AI researchers at Stanford and the University of Washington were able to train an AI “reasoning” model for under $ 50 in cloud compute credits, according to a new research paper released last Friday.
The model, known as S1, performs similar to rationality models, such as Openai’s R1 and R1, in tests that measure mathematics and coding skills. The S1 model is Available in GitHubalong with the data and code used for education.
The team behind the S1 said they started with an off-the-shirt base model, and then perfected through the distillation, a process for exporting the “logic” capabilities from another AI model with the preparation of its answers.
Researchers said the S1 is distilled by one of Google’s reasoning models, the Gemini 2.0 Flash Thinking Experimental. Distillation is the same approach that Berkeley’s researchers used to create a logic model AI for about $ 450 last month.
For some, the idea that some researchers without millions of dollars behind them can still innovate in AI is exciting. But the S1 raises real questions about commercialization of AI models.
Where is the ditch if one can carefully reproduce a multi -million dollar model with a relative pocket change?
It is not surprising that the big AI laboratories are not happy. Openai accused Deepseek of not arresting the data from API for its purposes distillation of a model.
The researchers behind the S1 were trying to find the simplest approach to achieve strong reasoning and “scaling testing time”, or allowing an AI model to think more before answering a question. These were some of the discoveries at Openai’s O1, which Deepseek and other AI workshops tried to reproduce through various techniques.
S1 paper suggests that reasoning models can be deprived of a relatively small database using a process called SFT (SFT), in which an AI model has explicit instructions to mimic certain behaviors in a data set.
SFT tends to be cheaper than the large -scale learning method used by Deepseek to train its competitor in OPENAI’s O1 model, R1.
Google offers free access to the Gemini 2.0 Flash Thinking Experimental, though with daily interest rates, via the Google AI studio platform.
Google terms prohibit the reversal of its models for the development of services competing with the company’s AI offers. We have arrived on Google for comments.
The S1 is based on a small AI model from the Chinese AI Lab Qwen owned by Alibaba, which is available for free. To train the S1, the researchers created a database with just 1,000 carefully edited questions, combined with answers to these questions, as well as the “thinking” process behind each answer from Google Gemini 2.0 Flash Thinking Experimental.
After training S1, which took less than 30 minutes using 16 GPU NVIDIA H100, the S1 has achieved strong performance at some AI reference points, according to researchers. Niklas Muennighoff, a Stanford researcher who worked on the project, told TechCrunch that he could rent the necessary calculation today for about $ 20.

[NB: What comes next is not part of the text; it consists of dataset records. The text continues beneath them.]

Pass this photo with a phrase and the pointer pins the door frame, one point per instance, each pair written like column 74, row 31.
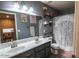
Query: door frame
column 15, row 20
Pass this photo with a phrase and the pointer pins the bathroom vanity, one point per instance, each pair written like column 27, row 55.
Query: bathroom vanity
column 30, row 49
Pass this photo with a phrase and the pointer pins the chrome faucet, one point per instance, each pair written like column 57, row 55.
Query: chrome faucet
column 13, row 44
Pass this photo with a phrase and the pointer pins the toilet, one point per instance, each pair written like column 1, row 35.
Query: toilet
column 55, row 48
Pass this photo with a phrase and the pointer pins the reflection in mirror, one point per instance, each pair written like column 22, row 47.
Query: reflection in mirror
column 7, row 27
column 21, row 27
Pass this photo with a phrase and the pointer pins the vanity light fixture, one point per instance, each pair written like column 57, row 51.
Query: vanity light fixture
column 31, row 9
column 16, row 5
column 7, row 16
column 21, row 5
column 24, row 8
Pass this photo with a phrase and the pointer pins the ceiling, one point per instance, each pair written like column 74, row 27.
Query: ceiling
column 60, row 5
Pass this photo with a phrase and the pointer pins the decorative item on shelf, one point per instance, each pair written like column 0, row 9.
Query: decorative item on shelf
column 46, row 13
column 24, row 18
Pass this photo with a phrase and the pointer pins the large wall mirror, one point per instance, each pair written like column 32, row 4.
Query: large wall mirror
column 17, row 26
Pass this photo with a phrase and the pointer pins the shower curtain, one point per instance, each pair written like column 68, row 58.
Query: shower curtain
column 63, row 31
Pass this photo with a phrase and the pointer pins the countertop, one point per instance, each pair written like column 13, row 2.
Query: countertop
column 22, row 47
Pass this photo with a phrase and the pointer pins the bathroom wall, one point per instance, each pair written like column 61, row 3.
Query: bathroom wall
column 23, row 27
column 63, row 31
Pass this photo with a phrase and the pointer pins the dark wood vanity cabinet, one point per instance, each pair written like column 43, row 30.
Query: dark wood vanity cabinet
column 41, row 51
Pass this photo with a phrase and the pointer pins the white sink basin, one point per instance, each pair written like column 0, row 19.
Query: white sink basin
column 16, row 49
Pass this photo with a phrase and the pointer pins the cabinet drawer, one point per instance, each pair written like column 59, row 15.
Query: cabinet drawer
column 40, row 54
column 48, row 44
column 27, row 54
column 39, row 48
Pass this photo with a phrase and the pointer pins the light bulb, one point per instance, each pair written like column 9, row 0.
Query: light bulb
column 25, row 8
column 31, row 9
column 16, row 5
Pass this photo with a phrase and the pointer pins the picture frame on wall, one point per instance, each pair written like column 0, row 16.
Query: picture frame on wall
column 33, row 19
column 24, row 18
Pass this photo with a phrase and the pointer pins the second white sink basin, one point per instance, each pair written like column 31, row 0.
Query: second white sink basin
column 16, row 49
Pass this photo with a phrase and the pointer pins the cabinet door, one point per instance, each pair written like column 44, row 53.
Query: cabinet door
column 48, row 51
column 40, row 54
column 27, row 54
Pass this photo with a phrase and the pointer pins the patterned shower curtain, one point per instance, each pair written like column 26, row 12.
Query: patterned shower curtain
column 63, row 31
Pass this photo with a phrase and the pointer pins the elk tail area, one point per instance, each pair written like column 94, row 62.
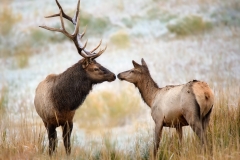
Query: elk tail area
column 204, row 98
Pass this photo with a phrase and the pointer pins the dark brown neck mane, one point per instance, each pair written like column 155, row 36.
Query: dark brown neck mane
column 147, row 88
column 71, row 88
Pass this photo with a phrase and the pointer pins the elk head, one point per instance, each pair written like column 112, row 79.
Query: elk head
column 94, row 70
column 136, row 74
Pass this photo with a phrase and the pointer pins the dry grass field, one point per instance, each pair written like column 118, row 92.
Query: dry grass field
column 179, row 40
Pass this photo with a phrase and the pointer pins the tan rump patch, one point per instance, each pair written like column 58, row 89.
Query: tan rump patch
column 204, row 96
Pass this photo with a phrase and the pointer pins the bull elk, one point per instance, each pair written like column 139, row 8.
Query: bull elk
column 175, row 105
column 58, row 96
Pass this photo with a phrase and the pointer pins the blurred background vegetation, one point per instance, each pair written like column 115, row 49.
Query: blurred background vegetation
column 180, row 41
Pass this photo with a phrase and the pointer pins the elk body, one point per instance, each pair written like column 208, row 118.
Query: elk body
column 58, row 96
column 173, row 106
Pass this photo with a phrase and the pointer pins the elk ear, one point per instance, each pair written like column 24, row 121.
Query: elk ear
column 85, row 63
column 135, row 64
column 144, row 63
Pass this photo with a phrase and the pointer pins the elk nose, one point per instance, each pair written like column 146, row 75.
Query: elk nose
column 119, row 76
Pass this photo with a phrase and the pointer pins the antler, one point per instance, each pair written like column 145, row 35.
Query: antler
column 75, row 37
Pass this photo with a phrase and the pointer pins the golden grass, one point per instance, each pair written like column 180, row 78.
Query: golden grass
column 26, row 139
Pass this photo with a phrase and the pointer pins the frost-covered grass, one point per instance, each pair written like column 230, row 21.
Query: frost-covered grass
column 113, row 122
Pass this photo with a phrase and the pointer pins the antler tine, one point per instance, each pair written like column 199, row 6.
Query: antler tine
column 100, row 52
column 58, row 14
column 75, row 37
column 96, row 47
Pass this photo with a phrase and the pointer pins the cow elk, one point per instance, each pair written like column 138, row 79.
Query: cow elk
column 174, row 105
column 58, row 96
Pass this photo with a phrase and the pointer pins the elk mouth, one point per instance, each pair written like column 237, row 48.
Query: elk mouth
column 120, row 77
column 112, row 77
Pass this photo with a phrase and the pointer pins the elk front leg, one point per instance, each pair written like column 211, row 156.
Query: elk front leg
column 179, row 131
column 158, row 134
column 52, row 137
column 67, row 130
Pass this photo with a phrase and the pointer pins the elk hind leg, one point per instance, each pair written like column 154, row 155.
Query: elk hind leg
column 52, row 137
column 67, row 130
column 158, row 134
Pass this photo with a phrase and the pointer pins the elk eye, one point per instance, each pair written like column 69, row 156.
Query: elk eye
column 95, row 69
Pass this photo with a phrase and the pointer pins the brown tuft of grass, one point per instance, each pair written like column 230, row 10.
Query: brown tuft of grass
column 106, row 109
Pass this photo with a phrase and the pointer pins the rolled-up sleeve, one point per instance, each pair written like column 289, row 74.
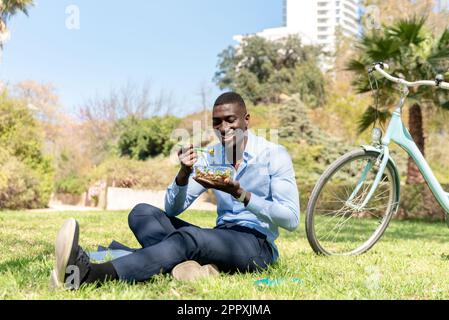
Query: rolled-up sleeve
column 179, row 198
column 283, row 208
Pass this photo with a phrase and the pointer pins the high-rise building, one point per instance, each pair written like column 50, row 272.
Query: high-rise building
column 316, row 21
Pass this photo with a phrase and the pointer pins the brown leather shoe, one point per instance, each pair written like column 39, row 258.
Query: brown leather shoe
column 192, row 270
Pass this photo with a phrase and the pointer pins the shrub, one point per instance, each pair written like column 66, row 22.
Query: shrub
column 72, row 184
column 20, row 187
column 147, row 138
column 155, row 173
column 26, row 174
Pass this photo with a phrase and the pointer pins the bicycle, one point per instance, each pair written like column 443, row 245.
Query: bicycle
column 354, row 200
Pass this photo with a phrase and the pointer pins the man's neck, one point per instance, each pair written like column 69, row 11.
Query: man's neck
column 236, row 152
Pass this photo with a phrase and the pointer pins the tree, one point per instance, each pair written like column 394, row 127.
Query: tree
column 141, row 139
column 26, row 174
column 100, row 115
column 413, row 53
column 8, row 8
column 262, row 70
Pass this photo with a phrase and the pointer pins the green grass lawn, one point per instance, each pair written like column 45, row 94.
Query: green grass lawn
column 410, row 262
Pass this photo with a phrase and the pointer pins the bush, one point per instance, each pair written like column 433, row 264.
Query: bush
column 147, row 138
column 26, row 174
column 154, row 174
column 71, row 184
column 20, row 187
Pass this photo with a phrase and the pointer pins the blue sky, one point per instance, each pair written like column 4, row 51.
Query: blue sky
column 173, row 44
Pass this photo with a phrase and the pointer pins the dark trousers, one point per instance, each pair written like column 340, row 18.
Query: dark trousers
column 168, row 241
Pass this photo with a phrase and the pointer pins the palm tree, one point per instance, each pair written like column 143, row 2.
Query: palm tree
column 413, row 53
column 8, row 8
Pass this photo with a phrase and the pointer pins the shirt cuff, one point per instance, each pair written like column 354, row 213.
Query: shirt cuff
column 256, row 204
column 176, row 189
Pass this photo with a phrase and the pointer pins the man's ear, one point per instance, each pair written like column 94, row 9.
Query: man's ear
column 247, row 118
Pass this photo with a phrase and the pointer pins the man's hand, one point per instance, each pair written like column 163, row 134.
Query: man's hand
column 227, row 185
column 187, row 156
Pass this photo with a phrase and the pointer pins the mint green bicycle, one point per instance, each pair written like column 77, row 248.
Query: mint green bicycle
column 356, row 197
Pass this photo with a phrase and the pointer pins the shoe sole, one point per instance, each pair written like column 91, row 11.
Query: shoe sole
column 66, row 241
column 192, row 270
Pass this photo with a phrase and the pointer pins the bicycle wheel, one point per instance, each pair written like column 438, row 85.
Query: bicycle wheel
column 334, row 225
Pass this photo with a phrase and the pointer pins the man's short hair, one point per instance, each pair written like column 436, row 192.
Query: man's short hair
column 230, row 98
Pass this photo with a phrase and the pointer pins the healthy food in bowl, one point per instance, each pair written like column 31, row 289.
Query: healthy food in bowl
column 214, row 173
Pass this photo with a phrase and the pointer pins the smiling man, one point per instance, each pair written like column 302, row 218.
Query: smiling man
column 262, row 197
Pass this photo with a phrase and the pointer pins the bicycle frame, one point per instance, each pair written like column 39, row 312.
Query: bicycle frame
column 399, row 134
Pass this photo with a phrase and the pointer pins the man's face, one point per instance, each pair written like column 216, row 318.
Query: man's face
column 230, row 122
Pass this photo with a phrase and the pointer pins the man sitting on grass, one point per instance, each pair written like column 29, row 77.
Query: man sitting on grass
column 262, row 197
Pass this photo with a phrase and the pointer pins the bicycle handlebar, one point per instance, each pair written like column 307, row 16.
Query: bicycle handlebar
column 379, row 67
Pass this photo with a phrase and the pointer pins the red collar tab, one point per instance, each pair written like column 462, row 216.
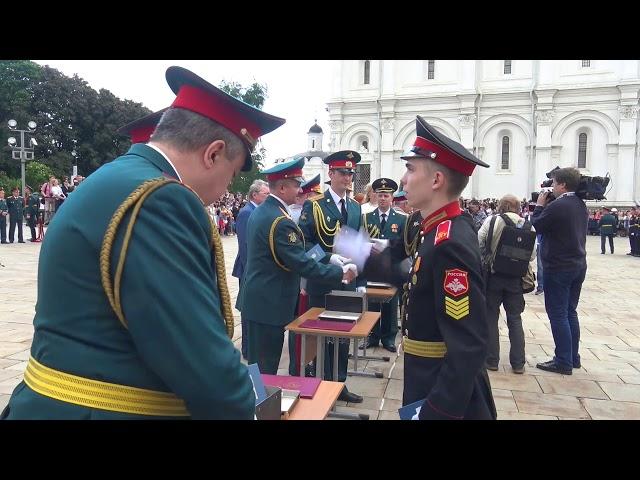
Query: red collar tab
column 451, row 210
column 218, row 109
column 444, row 156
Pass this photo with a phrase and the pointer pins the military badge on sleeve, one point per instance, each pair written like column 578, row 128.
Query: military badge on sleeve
column 456, row 284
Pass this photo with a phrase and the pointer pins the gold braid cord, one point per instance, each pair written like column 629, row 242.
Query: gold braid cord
column 135, row 200
column 321, row 225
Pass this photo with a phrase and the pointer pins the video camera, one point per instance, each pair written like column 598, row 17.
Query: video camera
column 590, row 188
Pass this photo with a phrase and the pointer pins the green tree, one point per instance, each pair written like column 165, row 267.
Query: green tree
column 36, row 174
column 254, row 95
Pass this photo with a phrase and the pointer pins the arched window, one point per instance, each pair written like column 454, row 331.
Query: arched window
column 505, row 153
column 582, row 150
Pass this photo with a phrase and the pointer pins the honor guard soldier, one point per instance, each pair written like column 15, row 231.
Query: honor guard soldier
column 4, row 212
column 386, row 224
column 140, row 130
column 151, row 337
column 634, row 232
column 321, row 218
column 446, row 330
column 276, row 258
column 15, row 205
column 32, row 210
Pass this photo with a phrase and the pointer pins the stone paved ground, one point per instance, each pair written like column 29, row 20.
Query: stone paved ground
column 606, row 387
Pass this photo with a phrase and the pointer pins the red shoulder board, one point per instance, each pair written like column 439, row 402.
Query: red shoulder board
column 442, row 233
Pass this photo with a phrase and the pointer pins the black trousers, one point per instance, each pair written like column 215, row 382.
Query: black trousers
column 265, row 346
column 13, row 223
column 508, row 293
column 343, row 348
column 602, row 242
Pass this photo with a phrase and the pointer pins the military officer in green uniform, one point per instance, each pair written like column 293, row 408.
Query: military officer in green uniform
column 320, row 220
column 384, row 223
column 276, row 259
column 31, row 212
column 15, row 204
column 4, row 212
column 608, row 227
column 151, row 336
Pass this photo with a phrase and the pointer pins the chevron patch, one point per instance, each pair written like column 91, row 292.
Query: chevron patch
column 456, row 309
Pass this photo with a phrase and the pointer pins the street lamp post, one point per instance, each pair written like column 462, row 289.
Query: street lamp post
column 21, row 151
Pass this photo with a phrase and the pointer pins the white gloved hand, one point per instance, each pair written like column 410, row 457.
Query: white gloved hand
column 353, row 244
column 379, row 244
column 415, row 417
column 338, row 260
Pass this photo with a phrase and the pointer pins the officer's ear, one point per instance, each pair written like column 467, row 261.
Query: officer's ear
column 214, row 152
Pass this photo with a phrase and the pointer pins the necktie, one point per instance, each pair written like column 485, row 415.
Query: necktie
column 343, row 211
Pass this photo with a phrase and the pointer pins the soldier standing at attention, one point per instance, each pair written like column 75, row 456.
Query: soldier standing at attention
column 151, row 337
column 31, row 212
column 15, row 204
column 446, row 331
column 4, row 212
column 386, row 224
column 276, row 259
column 608, row 227
column 320, row 220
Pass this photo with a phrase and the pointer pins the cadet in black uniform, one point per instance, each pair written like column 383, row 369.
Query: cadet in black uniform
column 446, row 330
column 15, row 204
column 4, row 212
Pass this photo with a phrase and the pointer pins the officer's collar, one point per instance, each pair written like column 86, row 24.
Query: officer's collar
column 450, row 210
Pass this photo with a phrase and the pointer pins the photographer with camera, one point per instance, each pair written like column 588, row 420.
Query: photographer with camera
column 563, row 223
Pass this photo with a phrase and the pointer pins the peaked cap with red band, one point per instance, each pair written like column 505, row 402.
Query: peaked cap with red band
column 197, row 95
column 140, row 130
column 343, row 160
column 291, row 169
column 312, row 185
column 432, row 144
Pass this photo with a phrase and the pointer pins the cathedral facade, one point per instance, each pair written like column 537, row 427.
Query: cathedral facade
column 522, row 117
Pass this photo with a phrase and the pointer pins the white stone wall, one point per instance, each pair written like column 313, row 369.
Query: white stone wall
column 542, row 106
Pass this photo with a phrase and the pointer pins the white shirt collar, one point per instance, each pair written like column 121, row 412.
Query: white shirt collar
column 286, row 207
column 337, row 198
column 157, row 149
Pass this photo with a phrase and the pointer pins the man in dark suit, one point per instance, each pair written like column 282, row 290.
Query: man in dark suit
column 276, row 259
column 258, row 193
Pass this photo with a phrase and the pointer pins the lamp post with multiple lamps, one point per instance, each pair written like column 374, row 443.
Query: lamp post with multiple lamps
column 22, row 152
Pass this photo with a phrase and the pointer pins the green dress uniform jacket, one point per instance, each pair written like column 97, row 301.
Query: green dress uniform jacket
column 446, row 330
column 319, row 222
column 276, row 259
column 608, row 224
column 176, row 339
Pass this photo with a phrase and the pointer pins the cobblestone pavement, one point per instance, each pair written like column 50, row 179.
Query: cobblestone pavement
column 606, row 387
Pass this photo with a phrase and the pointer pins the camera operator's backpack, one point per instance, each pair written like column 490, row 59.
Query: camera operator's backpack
column 514, row 247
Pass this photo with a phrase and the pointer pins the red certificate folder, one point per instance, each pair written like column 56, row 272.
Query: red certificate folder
column 328, row 325
column 307, row 386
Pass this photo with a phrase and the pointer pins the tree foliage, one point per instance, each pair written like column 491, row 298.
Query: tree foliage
column 254, row 95
column 71, row 117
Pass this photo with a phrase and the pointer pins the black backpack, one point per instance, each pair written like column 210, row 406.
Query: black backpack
column 514, row 248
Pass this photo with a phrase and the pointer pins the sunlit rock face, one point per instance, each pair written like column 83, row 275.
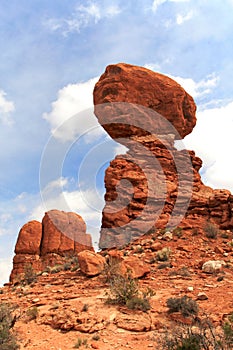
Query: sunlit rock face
column 153, row 185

The researchers used an elegant trick to get the S1 to control his work and extend his “thinking” time: they told him to wait. Adding the word “wait” during his reasoning S1 helped the model reach slightly more accurate answers, on paper.
In 2025, Meta, Google and Microsoft Plan to invest hundreds of billions of dollars in AI infrastructurewhich will partially move on to AI Model Training.
This level of investment may be necessary to push the AI innovation folder. Distillation has been shown to be a good method for cheap re -creation of the capabilities of an AI model, but does not create new AI models much better than it is available today.